Fachada de la fábrica de Chocolates Elgorriaga en Irun (Gipuzkoa). |
Hasta ahora nos hemos referido al consumo del chocolate como bebida, a la taza. La generalización del consumo en tableta y en bombones, tal y como hoy la conocemos, tuvo que esperar a que una serie de innovaciones técnicas permitiesen su fabricación. El primer chocolate para comer se produjo en 1847 de mano de los ingleses, aunque fueron los suizos en 1879 los que mediante una nueva técnica consiguieron alcanzar altísimos niveles en la calidad y refinamiento del chocolate. La gestión de la producción del cacao a través de grandes empresas y el abaratamiento de los procesos de producción hicieron del chocolate en todas sus variantes un producto habitual en los hogares ya en la primera mitad del siglo XX. En 1931 nos encontramos en Guipúzcoa, entre otros, con los siguientes fabricantes de chocolate: Chocolates Guereca, antigua Casa Basterrica de Oñate; Chocolates Elgorriaga de Irún; la Casa Maitena de San Sebastián; Chocolates Orbea de Oñate; la confitería y pastelería de la Calle Mayor número 14 de San Sebastián; Chocolates Adarraga de Hernani; y la confitería, cerería y pastelería Pedro Otegui de San Sebastián. En Bilbao, José Antonio Aguirre, vocal de la empresa familiar Chocolates Aguirre, fundó en 1920 la empresa Chocolates Bilbaínos, junto a la participación además de esta compañía, de la de otros fabricantes de chocolate de la villa, como Martina Zuricalday, La Dulzura y Caracas.

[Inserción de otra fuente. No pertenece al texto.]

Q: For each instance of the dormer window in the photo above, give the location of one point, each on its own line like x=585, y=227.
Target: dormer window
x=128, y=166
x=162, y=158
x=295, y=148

La producción industrial de chocolate ya estaba en marcha y lo que fue un producto exclusivo para unos pocos, ha pasado a convertirse en el deleite de muchos, con una cada vez mayor variedad de elección. Aún así, el chocolate no ha dejado de perder cierto tinte pecaminoso, en una lujuria que las propias órdenes religiosas nos enseñaron a saborear.